Morrison – The state’s first footprints of a stegosaur – Colorado’s official fossil – have been discovered near this foothills town 15 miles west of Denver.
Two new dinosaur track sites found by staff and volunteers of the Morrison Natural History Museum also include footprints made by two or three not-yet-identified and potentially new dinosaurs.
“We couldn’t believe what we were seeing,” said Matt Mossbrucker, museum director and dinosaur researcher. “They were basically hiding in plain sight.”
The tracks range in size from ones that can be covered by a dime to ones big and deep enough in which to bathe a baby.
Mossbrucker painted a picture of six or seven species of dinosaurs – some as small as sparrows and others with the combined bulk of eight elephants – making the imprints while walking in wet river sand about 150 million years ago.

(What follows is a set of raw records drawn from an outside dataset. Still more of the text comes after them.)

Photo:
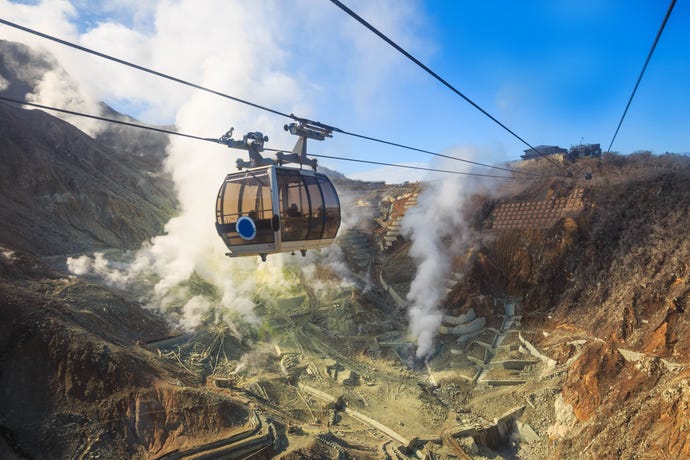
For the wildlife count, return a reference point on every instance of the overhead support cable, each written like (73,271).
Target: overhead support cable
(436,76)
(108,120)
(244,101)
(219,141)
(142,68)
(644,68)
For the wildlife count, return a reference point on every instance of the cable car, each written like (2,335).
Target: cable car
(269,208)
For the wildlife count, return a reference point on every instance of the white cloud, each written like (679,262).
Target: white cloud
(297,57)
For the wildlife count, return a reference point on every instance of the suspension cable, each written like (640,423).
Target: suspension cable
(436,76)
(216,140)
(644,68)
(243,101)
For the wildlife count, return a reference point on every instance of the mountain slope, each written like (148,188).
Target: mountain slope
(64,192)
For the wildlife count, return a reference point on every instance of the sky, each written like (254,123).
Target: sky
(556,72)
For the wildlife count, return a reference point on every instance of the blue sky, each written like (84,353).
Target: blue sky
(555,72)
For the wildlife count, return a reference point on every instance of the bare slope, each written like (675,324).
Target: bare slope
(63,192)
(616,276)
(73,379)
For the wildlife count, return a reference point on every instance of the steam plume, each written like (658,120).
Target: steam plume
(438,233)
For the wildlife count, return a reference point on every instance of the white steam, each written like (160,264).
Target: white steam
(439,233)
(283,55)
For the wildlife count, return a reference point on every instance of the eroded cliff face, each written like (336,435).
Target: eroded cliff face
(617,277)
(74,377)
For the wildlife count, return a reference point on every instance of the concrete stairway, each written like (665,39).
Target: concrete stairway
(357,249)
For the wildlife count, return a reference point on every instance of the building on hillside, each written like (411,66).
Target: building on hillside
(578,152)
(541,151)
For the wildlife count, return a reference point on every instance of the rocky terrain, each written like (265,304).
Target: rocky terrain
(55,178)
(565,332)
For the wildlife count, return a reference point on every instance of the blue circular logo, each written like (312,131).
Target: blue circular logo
(246,228)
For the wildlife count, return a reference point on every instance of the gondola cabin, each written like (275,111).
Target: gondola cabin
(272,209)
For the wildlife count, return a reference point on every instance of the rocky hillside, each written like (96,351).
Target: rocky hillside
(64,191)
(616,277)
(74,378)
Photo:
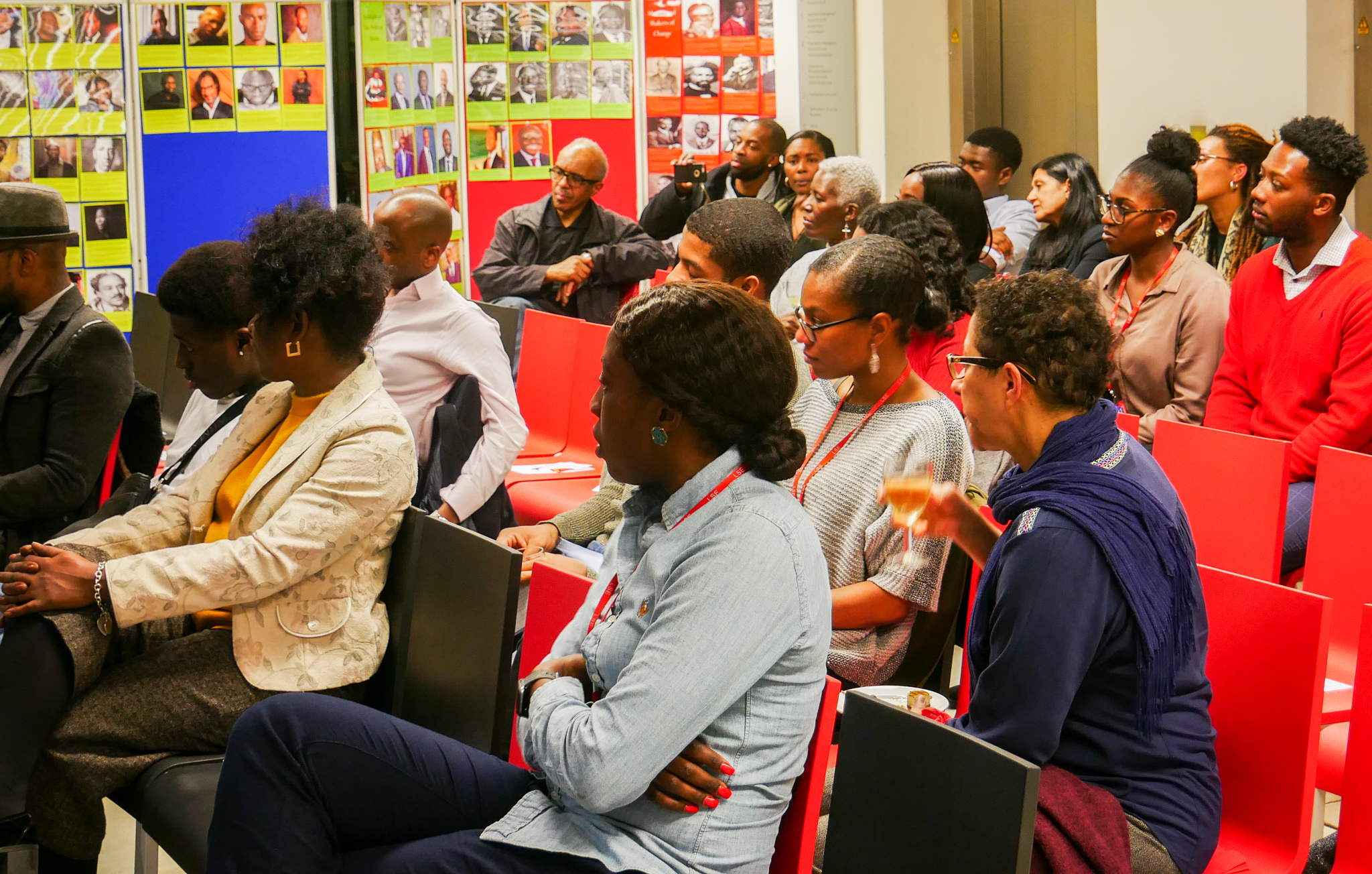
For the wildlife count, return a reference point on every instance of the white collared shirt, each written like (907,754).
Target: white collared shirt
(1330,255)
(1018,221)
(427,336)
(27,324)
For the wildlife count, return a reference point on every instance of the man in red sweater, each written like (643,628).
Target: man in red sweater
(1298,347)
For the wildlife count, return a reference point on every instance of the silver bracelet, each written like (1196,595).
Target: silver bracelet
(106,622)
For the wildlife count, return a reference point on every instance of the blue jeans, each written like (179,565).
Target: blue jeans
(316,784)
(1300,499)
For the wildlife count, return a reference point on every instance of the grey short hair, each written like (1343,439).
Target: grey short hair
(856,180)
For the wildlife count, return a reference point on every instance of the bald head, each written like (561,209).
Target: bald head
(412,229)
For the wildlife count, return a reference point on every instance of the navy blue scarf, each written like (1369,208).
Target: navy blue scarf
(1150,552)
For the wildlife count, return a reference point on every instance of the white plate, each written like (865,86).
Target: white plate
(896,694)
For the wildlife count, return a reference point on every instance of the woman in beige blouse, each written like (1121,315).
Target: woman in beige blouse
(1166,306)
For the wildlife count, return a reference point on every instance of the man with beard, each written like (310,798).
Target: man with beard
(752,172)
(1298,347)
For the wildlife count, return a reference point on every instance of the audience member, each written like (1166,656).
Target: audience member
(66,377)
(941,324)
(1227,170)
(1298,346)
(429,335)
(861,302)
(740,242)
(289,527)
(564,253)
(754,170)
(805,153)
(206,298)
(1166,306)
(1065,195)
(693,411)
(992,155)
(954,194)
(841,190)
(1087,641)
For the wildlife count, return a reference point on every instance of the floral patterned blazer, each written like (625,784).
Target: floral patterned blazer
(307,545)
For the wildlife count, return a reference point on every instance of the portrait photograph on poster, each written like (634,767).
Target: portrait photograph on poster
(529,27)
(15,162)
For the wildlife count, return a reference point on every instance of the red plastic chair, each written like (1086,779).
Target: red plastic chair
(1128,423)
(1341,517)
(1267,653)
(1234,487)
(553,599)
(545,381)
(795,853)
(1347,769)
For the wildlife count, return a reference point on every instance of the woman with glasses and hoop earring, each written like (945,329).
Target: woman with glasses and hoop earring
(1227,170)
(1166,308)
(861,302)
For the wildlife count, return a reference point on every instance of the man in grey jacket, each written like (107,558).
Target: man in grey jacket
(66,375)
(564,253)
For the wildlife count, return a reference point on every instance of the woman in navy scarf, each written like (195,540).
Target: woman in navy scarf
(1087,641)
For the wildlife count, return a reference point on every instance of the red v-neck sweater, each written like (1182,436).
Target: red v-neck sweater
(1300,369)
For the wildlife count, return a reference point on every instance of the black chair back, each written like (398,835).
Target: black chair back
(911,794)
(452,597)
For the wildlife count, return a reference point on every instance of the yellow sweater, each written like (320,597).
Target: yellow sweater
(236,485)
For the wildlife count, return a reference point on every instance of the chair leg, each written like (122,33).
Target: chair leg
(1318,820)
(145,851)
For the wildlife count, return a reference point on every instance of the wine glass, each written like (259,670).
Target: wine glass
(906,482)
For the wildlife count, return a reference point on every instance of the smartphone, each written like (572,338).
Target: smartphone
(689,173)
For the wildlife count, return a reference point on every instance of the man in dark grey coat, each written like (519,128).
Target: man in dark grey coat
(66,375)
(564,253)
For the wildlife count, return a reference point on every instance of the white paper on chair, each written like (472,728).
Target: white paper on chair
(552,467)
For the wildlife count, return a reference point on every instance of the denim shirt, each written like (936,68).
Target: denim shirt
(721,631)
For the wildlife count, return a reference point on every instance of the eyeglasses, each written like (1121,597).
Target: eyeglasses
(575,180)
(810,328)
(958,367)
(1121,214)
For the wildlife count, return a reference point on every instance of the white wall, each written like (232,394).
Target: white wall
(1196,62)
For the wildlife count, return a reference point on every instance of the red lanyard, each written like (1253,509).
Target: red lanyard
(614,582)
(1124,277)
(799,487)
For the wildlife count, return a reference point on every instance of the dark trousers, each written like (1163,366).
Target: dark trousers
(315,784)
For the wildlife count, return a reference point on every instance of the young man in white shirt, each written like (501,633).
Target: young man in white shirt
(429,336)
(991,155)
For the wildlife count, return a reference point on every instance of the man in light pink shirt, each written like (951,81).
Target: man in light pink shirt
(429,336)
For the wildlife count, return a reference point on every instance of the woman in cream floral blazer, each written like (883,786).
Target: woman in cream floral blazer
(277,546)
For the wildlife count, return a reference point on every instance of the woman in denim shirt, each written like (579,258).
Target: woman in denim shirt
(712,622)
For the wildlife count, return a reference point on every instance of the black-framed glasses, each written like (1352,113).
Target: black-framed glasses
(810,328)
(958,367)
(575,180)
(1121,214)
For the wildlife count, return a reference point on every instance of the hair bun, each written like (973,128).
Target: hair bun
(1175,149)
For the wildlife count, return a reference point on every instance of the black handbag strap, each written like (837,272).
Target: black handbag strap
(225,418)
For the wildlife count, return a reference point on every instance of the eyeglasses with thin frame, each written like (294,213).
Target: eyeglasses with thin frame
(810,328)
(1121,214)
(958,367)
(575,180)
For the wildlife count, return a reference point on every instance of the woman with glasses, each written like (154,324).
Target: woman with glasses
(1067,198)
(1087,639)
(1166,306)
(860,306)
(1228,168)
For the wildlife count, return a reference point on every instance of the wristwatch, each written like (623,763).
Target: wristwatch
(526,689)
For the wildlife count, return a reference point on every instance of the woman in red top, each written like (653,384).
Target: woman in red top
(941,322)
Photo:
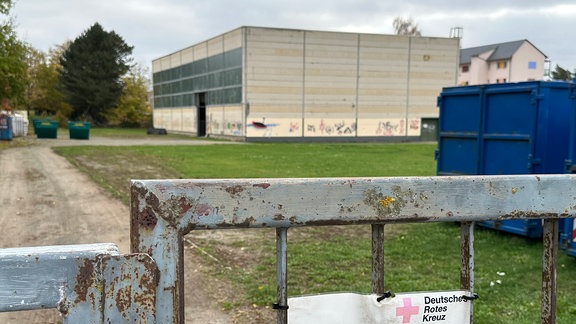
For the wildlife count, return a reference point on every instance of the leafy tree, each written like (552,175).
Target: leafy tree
(405,27)
(133,109)
(12,58)
(92,71)
(561,74)
(43,95)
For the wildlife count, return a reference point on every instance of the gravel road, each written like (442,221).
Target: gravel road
(44,200)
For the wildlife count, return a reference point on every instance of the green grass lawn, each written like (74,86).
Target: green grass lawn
(419,257)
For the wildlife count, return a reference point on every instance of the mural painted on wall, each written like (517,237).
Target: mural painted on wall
(330,127)
(225,122)
(389,127)
(223,126)
(326,127)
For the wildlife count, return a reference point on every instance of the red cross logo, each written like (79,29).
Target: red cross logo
(407,310)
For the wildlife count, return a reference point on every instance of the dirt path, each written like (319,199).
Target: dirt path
(46,201)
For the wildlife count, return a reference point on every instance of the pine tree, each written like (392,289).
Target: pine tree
(92,71)
(12,58)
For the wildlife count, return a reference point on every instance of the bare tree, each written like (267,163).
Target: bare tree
(406,26)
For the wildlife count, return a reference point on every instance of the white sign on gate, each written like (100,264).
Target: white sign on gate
(447,307)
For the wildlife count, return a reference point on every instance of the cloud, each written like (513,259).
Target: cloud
(157,28)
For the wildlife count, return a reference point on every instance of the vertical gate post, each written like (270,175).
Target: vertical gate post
(549,267)
(282,275)
(378,259)
(467,261)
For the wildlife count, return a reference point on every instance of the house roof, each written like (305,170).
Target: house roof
(502,51)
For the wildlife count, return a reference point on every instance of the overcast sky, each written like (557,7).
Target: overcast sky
(159,27)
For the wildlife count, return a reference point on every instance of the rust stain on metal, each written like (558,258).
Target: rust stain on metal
(184,205)
(522,214)
(124,299)
(386,201)
(148,283)
(465,259)
(202,209)
(84,280)
(146,218)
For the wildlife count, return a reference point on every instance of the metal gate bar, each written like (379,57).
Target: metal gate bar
(86,283)
(162,211)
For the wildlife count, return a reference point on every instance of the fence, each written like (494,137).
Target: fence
(95,284)
(164,211)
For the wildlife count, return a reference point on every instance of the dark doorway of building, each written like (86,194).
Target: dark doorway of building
(201,104)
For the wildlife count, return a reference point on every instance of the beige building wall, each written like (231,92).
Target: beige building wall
(527,64)
(300,83)
(322,84)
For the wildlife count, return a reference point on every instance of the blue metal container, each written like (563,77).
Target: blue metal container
(5,127)
(509,128)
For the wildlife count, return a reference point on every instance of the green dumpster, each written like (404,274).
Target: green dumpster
(79,130)
(46,129)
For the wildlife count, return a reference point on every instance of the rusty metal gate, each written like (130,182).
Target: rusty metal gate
(95,284)
(163,211)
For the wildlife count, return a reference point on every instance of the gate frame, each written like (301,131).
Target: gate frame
(163,211)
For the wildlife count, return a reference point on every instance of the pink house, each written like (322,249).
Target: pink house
(498,63)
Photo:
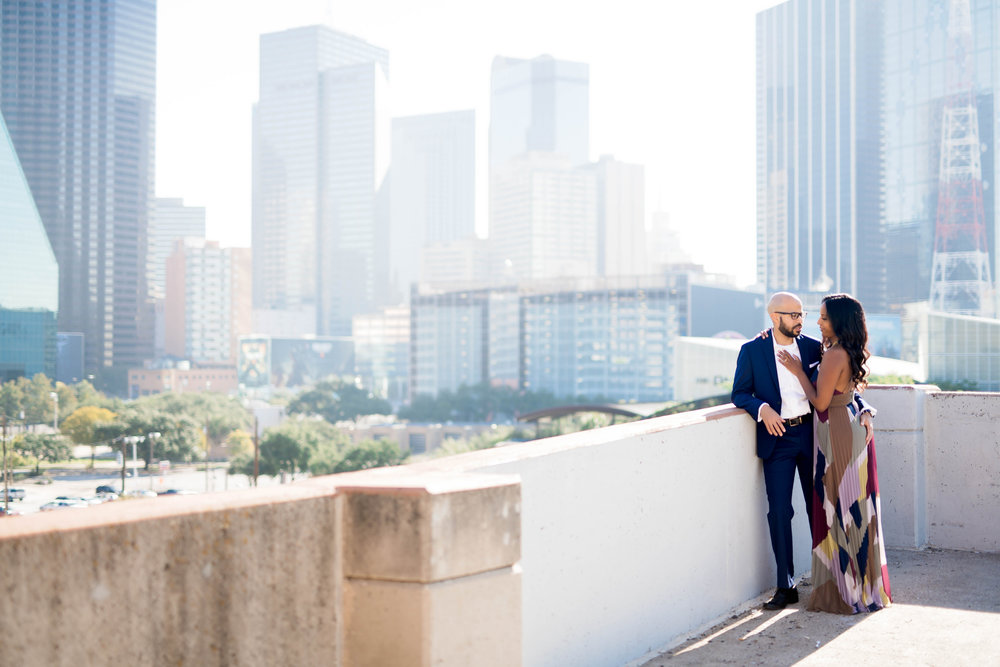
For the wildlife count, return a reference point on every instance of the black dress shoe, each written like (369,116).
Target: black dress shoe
(782,598)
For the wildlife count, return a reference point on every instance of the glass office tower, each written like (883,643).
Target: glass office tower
(78,92)
(819,169)
(320,176)
(433,198)
(29,276)
(916,66)
(542,104)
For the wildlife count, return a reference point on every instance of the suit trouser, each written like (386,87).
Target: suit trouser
(792,451)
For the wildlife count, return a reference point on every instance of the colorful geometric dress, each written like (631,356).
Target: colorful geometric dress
(849,571)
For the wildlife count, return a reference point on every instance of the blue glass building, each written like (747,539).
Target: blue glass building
(78,93)
(29,276)
(819,166)
(916,66)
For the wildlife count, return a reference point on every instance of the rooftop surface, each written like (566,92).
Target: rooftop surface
(946,611)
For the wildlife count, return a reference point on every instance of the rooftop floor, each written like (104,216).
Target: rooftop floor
(946,611)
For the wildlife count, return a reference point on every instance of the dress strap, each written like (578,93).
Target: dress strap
(844,399)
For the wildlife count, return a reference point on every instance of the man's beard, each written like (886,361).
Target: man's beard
(787,332)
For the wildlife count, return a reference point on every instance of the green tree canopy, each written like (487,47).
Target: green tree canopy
(479,403)
(370,454)
(43,447)
(220,414)
(80,424)
(338,400)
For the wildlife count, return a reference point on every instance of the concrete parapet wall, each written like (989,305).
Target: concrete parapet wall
(635,533)
(586,549)
(262,577)
(963,470)
(233,579)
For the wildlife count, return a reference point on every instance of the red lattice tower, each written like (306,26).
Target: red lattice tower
(960,271)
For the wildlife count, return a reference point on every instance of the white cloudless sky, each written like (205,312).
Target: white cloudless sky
(671,88)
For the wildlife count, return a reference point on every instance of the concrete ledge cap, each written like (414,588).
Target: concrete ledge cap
(404,481)
(138,510)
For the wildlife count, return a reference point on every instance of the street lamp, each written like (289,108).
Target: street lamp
(55,410)
(127,440)
(149,438)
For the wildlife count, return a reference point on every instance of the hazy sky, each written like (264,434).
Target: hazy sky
(671,88)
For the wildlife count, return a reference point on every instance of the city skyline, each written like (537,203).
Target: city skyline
(207,83)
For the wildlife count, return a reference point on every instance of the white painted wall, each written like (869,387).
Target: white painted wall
(635,534)
(963,470)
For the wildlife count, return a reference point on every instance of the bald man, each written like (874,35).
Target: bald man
(772,395)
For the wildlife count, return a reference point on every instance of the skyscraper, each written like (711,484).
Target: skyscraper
(207,300)
(171,220)
(543,219)
(543,206)
(433,189)
(542,104)
(917,62)
(320,169)
(78,92)
(29,276)
(621,218)
(820,180)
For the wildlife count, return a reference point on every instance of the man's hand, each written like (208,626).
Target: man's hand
(772,420)
(866,421)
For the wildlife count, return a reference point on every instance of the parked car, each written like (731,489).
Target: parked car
(140,493)
(62,504)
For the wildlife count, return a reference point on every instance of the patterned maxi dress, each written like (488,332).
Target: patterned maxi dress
(849,571)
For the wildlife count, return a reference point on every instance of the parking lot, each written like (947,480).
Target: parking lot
(84,483)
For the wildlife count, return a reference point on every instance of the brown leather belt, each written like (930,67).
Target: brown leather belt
(798,421)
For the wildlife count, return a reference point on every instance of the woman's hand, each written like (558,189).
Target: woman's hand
(791,362)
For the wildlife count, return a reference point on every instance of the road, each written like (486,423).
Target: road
(84,483)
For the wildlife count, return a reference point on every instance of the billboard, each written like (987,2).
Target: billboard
(293,362)
(253,364)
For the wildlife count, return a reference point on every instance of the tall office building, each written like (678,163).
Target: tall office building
(543,204)
(207,300)
(29,276)
(542,104)
(77,87)
(621,218)
(433,189)
(320,174)
(171,220)
(820,180)
(917,62)
(544,218)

Aside from a system of shallow Platte-like rivers and shallow ponds, the Morrison area’s landscape in the Jurassic featured few plants, a dry environment that served as an area to walk through to get to someplace with more to eat.
An even rarer discovery is blocks of concretelike sandstone containing a combination of fossilized dinosaur bones and tracks.
Some of the track- and fossil-bearing blocks of rock have been removed and are being studied and displayed at the Morrison museum. The track sites will not be open to the public because of safety concerns.
“You never, ever get footprints where you get bones,” said Robert Bakker, an internationally known paleontologist and scientific adviser to the museum.
Morrison is steeped in prehistory, with the first dinosaurs in the western United States discovered there. Among the original Morrison finds are Stegosaurus armatus, diplodocus, allosaurus and Apatosaurus ajax.
On the east side of Dinosaur Ridge are the tracks of an iguanodon-like ornithopod that lived in the Cretaceous period, which was 40 million to 50 million years later than the creatures whose footprints were recently discovered.
The discoveries were made in one of 10 fossil quarries opened along Dinosaur Ridge in 1877 by Arthur Lakes, a part-time professor at what became the Colorado School of Mines.
After yielding hundreds of tons of fossil-containing rocks for Yale’s Peabody Museum, the quarries were closed by 1879, and dinosaur hunters moved on.
Grants from the Scientific & Cultural Facilities District and Aggregate Industries triggered a re-examination of one of the old quarries beginning in 2003.
Mossbrucker said researchers were looking for fossil bone, flipping over boulders when the tracks were uncovered.
“There is a very rich tapestry of geology and paleontology in the Morrison area,” Mossbrucker said. “You don’t need to travel to find important fossils. We just need to look in our own backyard.”